The Innu and Algonkian had preserved a tradition of hunter-gatherers, some of them thought to have migrated from Maine, and the Iroquois stock. They lived in family bands, and each band has their own territory, (which was not the same as property to them). They were semi-nomadic and moved to other land if their game was not plentiful enough. Each were named after the totemic animal that they depended on most, which supplied them with bone for tools, fur for clothing, meat, etc. Thus were the porcupine, beaver, wolf, wolverine, caribou… they were more than just sustenance. Within the hunting territory, which was protected by the chiefs and passed down to the strongest or oldest of the males over generations, were natural boundaries. The outlines were governed most by a certain hill or valley, or stream that cut through, or certain types of forest. In harsher times, other hunting tribes would take from their land, and this was punishable. If animals were taken, it could mean death, but offerings of the meat and skin were given as respect. The land still was not thought of as owned, but merely an ephemeral ground to ensure continual survival. They could not conceive of property because to them, the land was shared by all tribes in the end. Why I relate this to my ancestors and myself is because of my own root beliefs, which are aligned closely to theirs and less influenced by the proto agricultural, industrial work based society where I now live.
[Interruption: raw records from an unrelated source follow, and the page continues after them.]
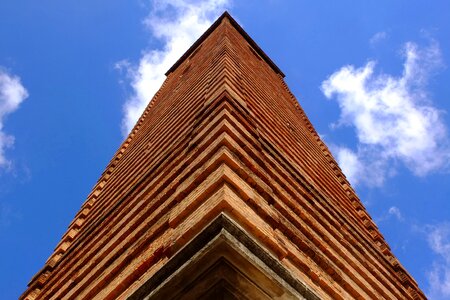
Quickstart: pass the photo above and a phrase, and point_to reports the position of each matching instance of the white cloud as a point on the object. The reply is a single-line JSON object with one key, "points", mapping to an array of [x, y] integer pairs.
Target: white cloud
{"points": [[439, 275], [393, 118], [395, 211], [12, 94], [177, 24]]}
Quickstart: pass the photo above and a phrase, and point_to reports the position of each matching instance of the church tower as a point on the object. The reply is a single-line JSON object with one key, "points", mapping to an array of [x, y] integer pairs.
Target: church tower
{"points": [[223, 190]]}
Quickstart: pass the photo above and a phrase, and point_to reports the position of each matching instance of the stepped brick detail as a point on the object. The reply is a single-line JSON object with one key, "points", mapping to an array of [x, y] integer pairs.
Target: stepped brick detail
{"points": [[223, 189]]}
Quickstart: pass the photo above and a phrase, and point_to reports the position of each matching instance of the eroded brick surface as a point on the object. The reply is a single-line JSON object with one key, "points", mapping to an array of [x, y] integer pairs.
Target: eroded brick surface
{"points": [[223, 134]]}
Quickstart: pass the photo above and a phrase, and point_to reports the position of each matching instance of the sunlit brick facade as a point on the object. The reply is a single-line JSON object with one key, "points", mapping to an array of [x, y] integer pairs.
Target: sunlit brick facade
{"points": [[223, 190]]}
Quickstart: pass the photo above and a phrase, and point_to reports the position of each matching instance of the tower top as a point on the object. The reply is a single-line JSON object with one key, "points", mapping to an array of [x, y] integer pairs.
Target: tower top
{"points": [[213, 27]]}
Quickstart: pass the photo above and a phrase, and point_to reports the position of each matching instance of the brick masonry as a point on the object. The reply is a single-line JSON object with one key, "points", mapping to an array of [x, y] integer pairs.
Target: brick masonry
{"points": [[223, 134]]}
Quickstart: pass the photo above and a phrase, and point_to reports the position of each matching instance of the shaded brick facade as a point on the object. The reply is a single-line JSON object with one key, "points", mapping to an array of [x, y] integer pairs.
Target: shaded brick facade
{"points": [[223, 158]]}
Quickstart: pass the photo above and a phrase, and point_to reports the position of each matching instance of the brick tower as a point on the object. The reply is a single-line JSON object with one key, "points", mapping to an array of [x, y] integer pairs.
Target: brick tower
{"points": [[223, 190]]}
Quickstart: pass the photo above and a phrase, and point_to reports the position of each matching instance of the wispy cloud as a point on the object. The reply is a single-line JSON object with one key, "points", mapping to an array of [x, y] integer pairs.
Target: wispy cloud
{"points": [[439, 275], [394, 119], [176, 24], [12, 94]]}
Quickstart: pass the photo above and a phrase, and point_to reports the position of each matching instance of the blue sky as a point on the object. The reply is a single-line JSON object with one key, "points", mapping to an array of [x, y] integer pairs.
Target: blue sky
{"points": [[372, 76]]}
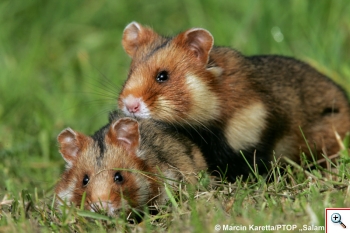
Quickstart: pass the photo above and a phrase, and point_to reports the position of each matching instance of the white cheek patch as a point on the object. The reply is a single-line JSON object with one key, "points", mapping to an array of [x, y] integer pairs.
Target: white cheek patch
{"points": [[143, 109], [205, 102], [66, 195], [245, 127], [144, 187]]}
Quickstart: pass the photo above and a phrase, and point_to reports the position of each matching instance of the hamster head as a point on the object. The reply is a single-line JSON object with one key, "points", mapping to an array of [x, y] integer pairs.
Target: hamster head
{"points": [[104, 169], [169, 78]]}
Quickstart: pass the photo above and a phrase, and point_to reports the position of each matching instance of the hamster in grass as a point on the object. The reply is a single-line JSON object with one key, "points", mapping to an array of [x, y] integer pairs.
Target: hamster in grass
{"points": [[230, 104], [124, 164]]}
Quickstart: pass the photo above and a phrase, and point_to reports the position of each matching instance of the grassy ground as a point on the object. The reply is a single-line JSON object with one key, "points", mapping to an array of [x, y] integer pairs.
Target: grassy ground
{"points": [[54, 57]]}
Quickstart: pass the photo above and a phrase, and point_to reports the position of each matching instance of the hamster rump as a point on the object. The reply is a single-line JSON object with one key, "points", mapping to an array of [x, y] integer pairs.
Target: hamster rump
{"points": [[168, 78], [92, 167]]}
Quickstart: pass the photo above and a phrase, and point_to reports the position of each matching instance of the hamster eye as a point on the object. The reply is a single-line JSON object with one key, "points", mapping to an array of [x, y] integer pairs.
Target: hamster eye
{"points": [[162, 76], [118, 178], [86, 180]]}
I would love to have a DNA test done sometime and see if any of the genes would match. If they had been moved to more appointed land over time and lost much of their spirituality yet retained the organic lifestyle, this could possibly be why my background is French/Northern Canadian.

Some of this information may be merely an esoteric way of thinking for me, or it could be in my bloodline. At times, I do perceive it as more archaic because I have never really conformed to modernistic types of living. It supports my natural instincts, and constant spiritual connection with the primal needs. It is also my life path, to integrate the exact same dynamics and lifestyles the indigenous persons had with wilderness. This is empirical, not merely gnosis, my understanding of their culture will progress, and my integration will also involve as I become even more self aware and find the roots, whilst sowing my own growth. This I will be continuing to read into, and enveloping more here about what I can relate to.